東京に住んでいた頃によく利用していた有楽町線の東池袋駅や護国寺駅についても書かれていて、確かに護国寺駅に降りてから改札口までのルートが何か変だったと思い出したりした。

独断や妄想に属するような見解が多くて文章が読みにくいのが著者の作品の大きな弱点だが、扱われている事例自体はその場所を知っていれば興味深いだろうと思う。

文中では戦前や戦後に造りかけになっていた施設や路線を再利用したことを「昭和の宿題」を解決したと表現されているのが印象に残る。

戦前の事情とされる背景には陸軍や海軍の他、「地下鉄の父」と呼ばれる早川徳次、早川のライバルで東急の創業者でもある五島慶太、東京市長として関東大震災後の復興に尽力した後藤新平、小田急の創業者である利光鶴松といった人物がしばしば登場する。

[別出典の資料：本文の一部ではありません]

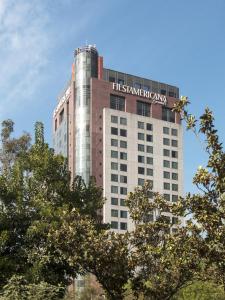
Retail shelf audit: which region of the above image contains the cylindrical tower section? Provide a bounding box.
[75,45,98,183]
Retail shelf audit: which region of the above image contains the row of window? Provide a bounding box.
[111,162,127,172]
[111,174,127,183]
[163,149,178,158]
[163,127,178,136]
[163,171,178,180]
[111,209,127,219]
[163,194,178,202]
[111,197,126,206]
[111,221,127,230]
[111,150,127,160]
[163,160,178,169]
[163,138,178,147]
[110,94,178,123]
[163,182,178,192]
[138,132,153,142]
[111,185,127,195]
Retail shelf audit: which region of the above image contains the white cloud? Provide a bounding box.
[0,0,51,118]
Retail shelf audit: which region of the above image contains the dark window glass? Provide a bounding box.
[120,175,127,183]
[138,144,145,152]
[120,222,127,230]
[137,101,150,117]
[146,123,152,131]
[163,127,170,134]
[120,164,127,172]
[111,209,118,218]
[120,187,127,195]
[171,128,177,136]
[111,174,118,182]
[120,210,127,219]
[163,160,170,168]
[138,155,145,164]
[163,194,170,201]
[120,152,127,160]
[111,127,118,135]
[162,106,175,123]
[146,134,153,142]
[110,94,125,111]
[120,129,127,136]
[146,146,153,153]
[138,167,145,175]
[120,199,126,206]
[111,198,118,205]
[120,141,127,148]
[111,221,118,229]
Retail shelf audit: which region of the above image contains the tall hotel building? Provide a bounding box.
[53,45,183,232]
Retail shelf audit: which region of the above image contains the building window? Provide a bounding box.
[172,140,178,147]
[163,127,170,134]
[120,164,127,172]
[163,138,170,146]
[138,178,145,186]
[120,129,127,137]
[111,209,118,218]
[120,141,127,148]
[111,116,118,124]
[172,183,178,192]
[146,168,153,176]
[146,146,153,153]
[137,101,150,117]
[110,94,125,111]
[111,174,118,182]
[59,108,64,124]
[120,187,127,195]
[120,210,127,219]
[172,195,178,202]
[111,150,118,158]
[138,121,145,129]
[171,151,178,158]
[146,157,153,165]
[111,162,118,170]
[120,222,127,230]
[111,198,118,205]
[111,185,118,194]
[120,175,127,183]
[146,123,152,131]
[146,134,153,142]
[111,221,118,229]
[120,152,127,160]
[111,139,118,147]
[172,161,178,169]
[163,171,170,179]
[163,182,170,190]
[138,144,145,152]
[111,127,118,135]
[163,194,170,201]
[171,128,177,136]
[120,199,126,206]
[172,173,178,180]
[138,155,145,164]
[138,132,145,141]
[163,149,170,156]
[162,106,175,123]
[120,117,127,125]
[138,167,145,175]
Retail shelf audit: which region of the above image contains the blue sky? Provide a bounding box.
[0,0,225,191]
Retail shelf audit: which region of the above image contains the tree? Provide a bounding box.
[174,97,225,289]
[0,120,104,289]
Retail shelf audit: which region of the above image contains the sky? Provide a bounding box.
[0,0,225,192]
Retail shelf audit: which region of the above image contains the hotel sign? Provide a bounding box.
[113,82,167,105]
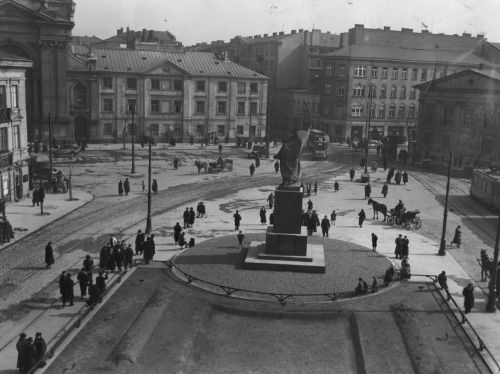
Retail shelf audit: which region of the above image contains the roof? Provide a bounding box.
[324,44,491,65]
[70,46,269,80]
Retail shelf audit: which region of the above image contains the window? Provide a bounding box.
[238,82,247,94]
[250,103,257,114]
[196,101,205,113]
[237,101,245,115]
[127,99,137,113]
[217,125,226,136]
[174,79,182,91]
[73,84,87,107]
[410,87,417,99]
[378,104,385,118]
[127,78,137,90]
[354,65,366,77]
[174,100,182,113]
[398,104,405,118]
[10,86,18,108]
[217,101,227,114]
[102,99,113,112]
[217,82,227,92]
[380,85,387,99]
[196,81,205,92]
[391,86,397,99]
[102,77,113,88]
[151,100,160,113]
[351,104,364,117]
[389,104,396,118]
[151,79,160,91]
[104,123,113,136]
[382,68,389,79]
[352,85,365,97]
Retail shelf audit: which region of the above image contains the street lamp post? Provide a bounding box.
[438,151,453,256]
[486,216,500,313]
[145,136,152,234]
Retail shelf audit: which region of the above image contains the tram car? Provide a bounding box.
[470,169,500,212]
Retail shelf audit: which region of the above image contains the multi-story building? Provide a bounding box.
[67,46,269,142]
[417,69,500,167]
[319,25,499,143]
[0,52,32,206]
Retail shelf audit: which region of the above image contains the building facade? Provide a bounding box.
[0,52,32,206]
[417,69,500,167]
[67,47,269,142]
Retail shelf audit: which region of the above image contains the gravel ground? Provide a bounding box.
[173,234,391,296]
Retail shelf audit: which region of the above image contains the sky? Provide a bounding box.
[73,0,500,46]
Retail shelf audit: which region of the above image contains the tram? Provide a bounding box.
[470,169,500,212]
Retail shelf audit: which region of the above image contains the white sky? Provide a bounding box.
[73,0,500,46]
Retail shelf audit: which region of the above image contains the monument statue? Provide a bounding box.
[274,129,309,186]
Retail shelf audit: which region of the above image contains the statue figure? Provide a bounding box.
[274,129,309,186]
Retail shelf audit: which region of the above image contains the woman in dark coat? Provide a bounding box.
[45,242,55,269]
[259,207,267,225]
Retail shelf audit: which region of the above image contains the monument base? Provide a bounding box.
[243,242,326,274]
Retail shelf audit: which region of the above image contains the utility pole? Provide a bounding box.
[438,151,453,256]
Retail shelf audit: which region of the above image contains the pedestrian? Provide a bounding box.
[182,208,189,229]
[394,234,403,259]
[62,273,75,308]
[403,170,408,184]
[259,207,267,225]
[321,215,330,238]
[358,209,366,228]
[462,283,474,314]
[382,182,389,198]
[365,183,372,200]
[123,178,130,195]
[76,268,89,299]
[451,225,462,248]
[33,332,47,368]
[174,222,182,244]
[267,192,274,209]
[330,211,337,226]
[249,163,255,177]
[233,211,241,231]
[372,232,378,252]
[135,230,145,255]
[237,231,245,248]
[349,168,356,182]
[45,242,55,269]
[333,181,340,192]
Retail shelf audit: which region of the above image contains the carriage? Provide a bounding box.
[387,209,422,230]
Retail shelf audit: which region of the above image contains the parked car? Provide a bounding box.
[52,144,80,157]
[248,144,268,158]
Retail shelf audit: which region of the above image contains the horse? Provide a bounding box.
[368,198,387,222]
[194,160,208,174]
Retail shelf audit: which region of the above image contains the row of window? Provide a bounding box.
[101,77,259,94]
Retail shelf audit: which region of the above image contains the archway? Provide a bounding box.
[73,114,89,139]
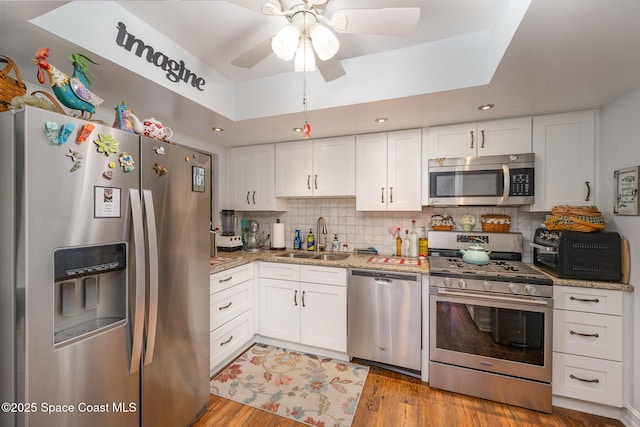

例えば、銀座線の始発駅である渋谷駅が東急デパートの地上3階にあるのは五島の豪腕によるものだそうで、実に商魂たくましい。

「戦後なのになぜ隠したままにしているのだ!?」という趣旨のことを随所で述べているが、反社会勢力のアジトに使われたりテロの標的となりうるため、ということもあるのだろう。
著者の経歴を見るとテレビ朝日出身とあり、いかにも言いそうなことだと思ってしまった。

ただまあ、地下鉄の行き先表示の分かりにくさのように、直せる範囲での不合理な部分を直した方がいいとは思う。